Volksanwalt Dr. Walter Rosenkranz ging auf zwei Einzelfälle aus den Volksanwaltschafts-Berichten näher ein, bei denen der gleiche Sachverhalt unterschiedlich behandelt wurde. Im Winter- und Osterlockdown wurde Eltern laut Rosenkranz empfohlen Kinder zu Hause zu behalten und nicht in den Hort zu schicken. Im Winterlockdown wurden die Kosten des Horts nicht vorgeschrieben, zu Ostern schon. Rosenkranz hinterfragte warum dem so sei. Eine Mutter habe im Home Office die Doppelbelastung der Kinderbetreuung erlebt.

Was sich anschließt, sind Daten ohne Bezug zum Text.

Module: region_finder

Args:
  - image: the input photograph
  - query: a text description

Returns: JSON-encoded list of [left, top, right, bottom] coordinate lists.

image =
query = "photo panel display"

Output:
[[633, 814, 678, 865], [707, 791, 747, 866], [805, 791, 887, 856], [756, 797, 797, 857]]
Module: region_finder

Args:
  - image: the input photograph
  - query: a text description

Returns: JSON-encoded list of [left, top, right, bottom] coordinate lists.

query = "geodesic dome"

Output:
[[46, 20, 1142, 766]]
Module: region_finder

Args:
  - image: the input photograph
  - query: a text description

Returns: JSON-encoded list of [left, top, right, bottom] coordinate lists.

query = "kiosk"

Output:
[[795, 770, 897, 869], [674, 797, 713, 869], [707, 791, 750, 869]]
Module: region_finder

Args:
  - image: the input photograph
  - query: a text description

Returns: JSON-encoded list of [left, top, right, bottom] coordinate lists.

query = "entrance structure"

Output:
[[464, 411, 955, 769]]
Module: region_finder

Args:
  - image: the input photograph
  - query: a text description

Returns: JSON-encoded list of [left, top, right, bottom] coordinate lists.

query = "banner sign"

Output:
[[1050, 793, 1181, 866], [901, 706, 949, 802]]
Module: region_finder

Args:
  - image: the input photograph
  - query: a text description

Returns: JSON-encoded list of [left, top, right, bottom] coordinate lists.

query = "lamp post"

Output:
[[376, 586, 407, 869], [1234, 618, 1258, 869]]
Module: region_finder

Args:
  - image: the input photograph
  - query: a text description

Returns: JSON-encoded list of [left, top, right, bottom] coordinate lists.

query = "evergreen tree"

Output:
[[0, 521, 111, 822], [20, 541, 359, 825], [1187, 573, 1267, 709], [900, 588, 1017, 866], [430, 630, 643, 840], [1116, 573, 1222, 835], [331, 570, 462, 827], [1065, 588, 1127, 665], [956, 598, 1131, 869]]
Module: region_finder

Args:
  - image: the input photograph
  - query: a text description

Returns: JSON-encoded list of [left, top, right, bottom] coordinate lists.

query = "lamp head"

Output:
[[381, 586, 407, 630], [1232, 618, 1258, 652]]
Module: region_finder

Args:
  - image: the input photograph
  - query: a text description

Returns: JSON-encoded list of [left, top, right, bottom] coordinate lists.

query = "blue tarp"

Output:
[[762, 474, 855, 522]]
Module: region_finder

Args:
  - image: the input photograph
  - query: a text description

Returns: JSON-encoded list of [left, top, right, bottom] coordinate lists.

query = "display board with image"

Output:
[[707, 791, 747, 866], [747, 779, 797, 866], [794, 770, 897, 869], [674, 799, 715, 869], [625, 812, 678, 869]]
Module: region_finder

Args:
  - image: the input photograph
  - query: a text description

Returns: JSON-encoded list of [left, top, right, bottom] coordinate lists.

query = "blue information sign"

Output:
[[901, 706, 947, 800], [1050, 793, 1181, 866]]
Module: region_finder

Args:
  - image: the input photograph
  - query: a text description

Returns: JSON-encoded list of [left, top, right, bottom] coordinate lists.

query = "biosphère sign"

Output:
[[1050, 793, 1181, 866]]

Statt einem Dank habe Sie eine hohe Rechnung über Hortkosten erhalten. Nummer zwei: Es käme vor, dass Behinderte eine Parkkarte haben und vergessen diese in das Auto zu legen. Da käme es zur Anzeige oder sogar zur Abschleppung des Fahrzeugs. Bei der Strafe könne man, laut Rosenkranz, sagen, dass die Kosten der Abschleppung „Strafe genug“ seien und eine Mahnung aussprechen. Das Bundesfinanzgericht habe in so einem Sachverhalt dementsprechend nur eine Ermahnung ausgesprochen, das Magistrat lehnte das laut Rosenkranz aber ab. In anderen Fällen beriefe man sich dann wiederum auf eben diese Gerichte, um zu strafen. Zur MA 35 meinte Rosenkranz: Nach Gesprächen der Volksanwaltschaft mit der Abteilung habe man eine deutliche Verbesserung der telefonischen Erreichbarkeit feststellen können. Weiters stellte man sicher, dass es eine Sonderstellung von Nachkommen von Opfern des NS-Regimes gäbe. Der Ukrainekrieg ziehe eine Vervielfachung der Staatsbürgerschaftsanträge nach sich – hauptsächlich von russischen Staatsbürgern, die nun Österreicher*innen werden wollen. Auch die Anträge von Geflüchteten die 2015/2016 ins Land gekommen sind, steigen laut Rosenkranz. Er verwies erneut auf den Personalmangel bei der MA 35 und kritisierte die Verfahrenslänge, die auch schon vor der Pandemie ein Problem gewesen sei: Dafür gebe es in einem „Rechtsstaat keine Rechtfertigung“. Rosenkranz meinte, das Erstinformationsgespräch sei nicht gesetzlich verankert. Ein schriftlicher Antrag sei ausreichend. Es gäbe Akten, die seit Jahren nicht bearbeitet worden seien. Das ziehe einen enormen Verwaltungsaufwand – etwa die Beantragung eines Strafregisterauszugs – nach sich. Rosenkranz forderte, dass es eine „virtuelle Alarmglocke“ geben müsse, die darauf hinweise, wenn ein Akt länger stillgelegen sei.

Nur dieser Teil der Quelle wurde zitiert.